RICHMOND -- Virginia factories operated at 83 percent of capacity during July, up from June's 82 percent rate, but other signs of industrial activity slowed, the Federal Reserve Bank of Richmond said.

"A survey of Virginia manufacturers ... suggested that the state's manufacturing activity decreased slightly in July from early June. More respondents reported decreases in shipments, new orders, export orders, inventories, employment and the length of the workweek than reported increases," said Craig Carlock, an assistant economist with the Richmond Fed.

"Nearly half of those surveyed, however, expect new orders and shipments to increase over the next six months," Carlock said Wednesday. "Manufacturers noted that the costs of raw materials and the prices received for finished changed little over the survey period."

A report on Virginia manufacturing is done once every six weeks as part of economic monitoring of the 5th Federal Reserve District. The district also covers Maryland, the Carolinas, West Virginia and the District of Columbia.

The Virginia factory usage rate for July was ahead of the 80 percent rate reported for the Mid-Atlantic region during the same period. In July 1989, the Virginia rate was 83 percent.
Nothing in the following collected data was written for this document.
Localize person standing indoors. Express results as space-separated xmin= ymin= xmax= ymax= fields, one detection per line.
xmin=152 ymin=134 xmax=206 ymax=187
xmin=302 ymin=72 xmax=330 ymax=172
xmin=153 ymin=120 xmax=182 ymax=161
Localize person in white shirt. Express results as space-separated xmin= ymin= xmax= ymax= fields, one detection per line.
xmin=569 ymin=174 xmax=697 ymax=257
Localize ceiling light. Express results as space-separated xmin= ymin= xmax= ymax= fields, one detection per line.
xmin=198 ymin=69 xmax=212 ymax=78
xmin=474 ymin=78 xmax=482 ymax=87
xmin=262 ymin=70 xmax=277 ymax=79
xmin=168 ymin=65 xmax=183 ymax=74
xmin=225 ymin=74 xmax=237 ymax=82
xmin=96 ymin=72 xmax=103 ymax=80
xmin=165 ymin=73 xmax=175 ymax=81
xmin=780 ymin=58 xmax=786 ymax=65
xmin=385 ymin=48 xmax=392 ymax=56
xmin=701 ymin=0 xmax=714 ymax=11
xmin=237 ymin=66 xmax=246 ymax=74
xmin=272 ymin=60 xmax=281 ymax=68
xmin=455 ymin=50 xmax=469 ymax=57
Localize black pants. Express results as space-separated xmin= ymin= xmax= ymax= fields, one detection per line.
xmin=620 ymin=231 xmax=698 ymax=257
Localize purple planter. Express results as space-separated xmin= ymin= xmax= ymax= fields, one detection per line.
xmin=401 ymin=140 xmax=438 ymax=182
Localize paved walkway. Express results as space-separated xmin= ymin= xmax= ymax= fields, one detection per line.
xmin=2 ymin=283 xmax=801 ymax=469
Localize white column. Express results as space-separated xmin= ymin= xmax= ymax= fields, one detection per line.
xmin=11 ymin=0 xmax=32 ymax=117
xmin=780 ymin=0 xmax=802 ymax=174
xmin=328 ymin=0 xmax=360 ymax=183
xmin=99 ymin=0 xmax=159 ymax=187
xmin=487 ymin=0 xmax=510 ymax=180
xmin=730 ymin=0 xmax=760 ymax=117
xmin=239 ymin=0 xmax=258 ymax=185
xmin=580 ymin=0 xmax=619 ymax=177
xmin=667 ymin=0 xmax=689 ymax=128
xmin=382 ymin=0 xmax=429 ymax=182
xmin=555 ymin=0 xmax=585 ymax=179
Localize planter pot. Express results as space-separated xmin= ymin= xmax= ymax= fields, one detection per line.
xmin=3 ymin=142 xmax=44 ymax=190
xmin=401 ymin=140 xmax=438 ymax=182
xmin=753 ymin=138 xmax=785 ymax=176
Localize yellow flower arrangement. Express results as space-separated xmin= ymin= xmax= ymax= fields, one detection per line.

When asked about the current level of business activity in their locality, 52 percent of the Virginia respondents saw no change in July compared to June. Twelve percent saw an increase, and 36 percent saw a decrease.

Thirty-three percent said they expected no change in local activity during the next six months. Another 33 percent expect a decrease in activity and another 33 percent expect an increase.

Forty-four percent of those surveyed identified poor sales as the greatest problem facing them. Another 16 percent chose government regulations, while 12 percent cited labor productivity. Other major problems were foreign competition and excess capacity.

The Richmond Fed also asked producers if loans had become more expensive in the six weeks before receiving the survey. Sixty-one percent responded no while 9 percent said credit costs had increased. Thirty percent said they did not borrow money.